The mysteries of Elizabeth George's Inspector Lynley are getting a new lease on life.



More than fifteen years after the BBC series The Inspector Lynley Mysteries ended, BritBox International, Wolf Hall producer Playground and Salt Films are developing Lynley, a new version written by Sherlock writer Steve Thompson and directed by Ed Bazalgette.



Leo Suter (pictured, left) and Sofia Barclay (pictured, right) direct the adaptation, playing DI Thomas Lynley and DS Barbara Havers, an aristocratic police detective and eccentric working-class sergeant. Together, the misfit duo make a formidable team, united by their desire to see justice done, as the series tackles issues of identity, gender and class.

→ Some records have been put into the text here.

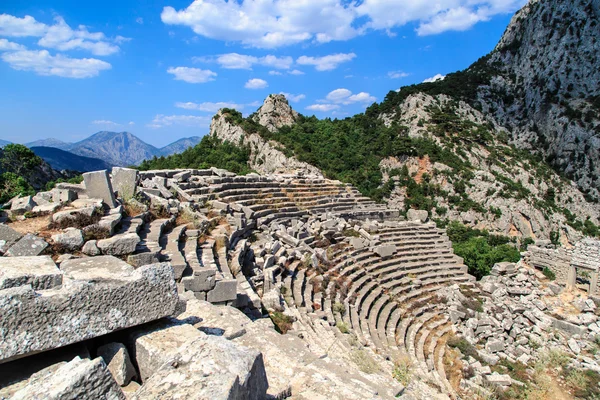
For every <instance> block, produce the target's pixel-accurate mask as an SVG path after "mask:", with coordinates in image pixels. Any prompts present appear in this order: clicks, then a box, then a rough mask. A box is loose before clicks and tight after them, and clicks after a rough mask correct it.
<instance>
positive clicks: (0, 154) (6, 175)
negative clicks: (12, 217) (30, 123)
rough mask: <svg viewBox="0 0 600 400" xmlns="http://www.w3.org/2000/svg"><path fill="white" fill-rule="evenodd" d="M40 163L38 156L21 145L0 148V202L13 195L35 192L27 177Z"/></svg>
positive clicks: (3, 202) (27, 193) (10, 145)
mask: <svg viewBox="0 0 600 400" xmlns="http://www.w3.org/2000/svg"><path fill="white" fill-rule="evenodd" d="M42 163H43V161H42V159H41V158H40V157H38V156H36V155H35V153H34V152H33V151H31V150H29V148H27V147H25V146H23V145H20V144H8V145H6V146H4V148H2V149H0V203H5V202H7V201H8V200H10V199H12V198H13V197H15V196H28V195H33V194H35V190H34V189H33V187H32V186H31V184H30V183H29V180H28V178H29V177H31V176H32V174H33V173H34V171H35V169H36V168H37V167H39V166H41V165H42Z"/></svg>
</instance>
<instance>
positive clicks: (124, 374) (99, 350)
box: [96, 342, 136, 386]
mask: <svg viewBox="0 0 600 400" xmlns="http://www.w3.org/2000/svg"><path fill="white" fill-rule="evenodd" d="M96 353H97V354H98V356H99V357H102V359H103V360H104V362H105V363H106V365H108V370H109V371H110V373H111V374H112V376H113V378H114V379H115V381H116V382H117V383H118V384H119V386H127V385H128V384H129V382H131V380H132V379H133V378H134V377H135V376H136V372H135V368H134V367H133V364H132V363H131V359H130V358H129V353H128V352H127V348H126V347H125V345H124V344H122V343H115V342H112V343H107V344H105V345H103V346H100V347H99V348H98V350H97V351H96Z"/></svg>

BBC Studios is short on funding and sales, and sources have learned that the terms of the deal with BritBox are still being worked out. Cameras are set to roll in Ireland in a few weeks for four 90-minute episodes, with the hope of a mid-2025 airing date.

American author George, who is executive producing the new version, has written a number of novels, most of which feature Lynley and Havers and are set in the UK. Her most recent, Something to Hide, was published two years ago.

Sources have learned that the new adaptation will be different from the previous BBC series, starring Nathaniel Parker and Sharon Small, which aired for six seasons from 2002 to 2007. The series was well-reviewed and a petition was started to save the show when it was cancelled. The series is currently available on BritBox in the US and other markets.

BritBox, the streamer for the best of British culture, has been increasingly pushing into the commissioning and co-commissioning space of late, working with British networks on shows such as Murder Is Easy, Towards Zero and Passenger. New CEO Robert Schildhouse recently said that the streamer is operating "autonomously" and free from "creative pressure" from the BBC since it was fully acquired by BBC Studios earlier this year.

Colin Callender’s Playground is currently working on Masterpiece and BBC’s Wolf Hall: The Mirror And The Light, Hilary Mantel’s long-awaited sequel starring Mark Rylance, Damian Lewis and Jonathan Pryce, which chronicles the final years of Thomas Cromwell’s life. The New York and London-based company is also producing Channel 5’s All Creatures Great and Small (2020), Sky’s Small Town, Big Story and BBC’s The Missing.

Callender and Playground’s David Stern are producing Lynley alongside Thompson, George and Suzanne McAuley, who is also acting as series producer through her Ireland-based Salt Films.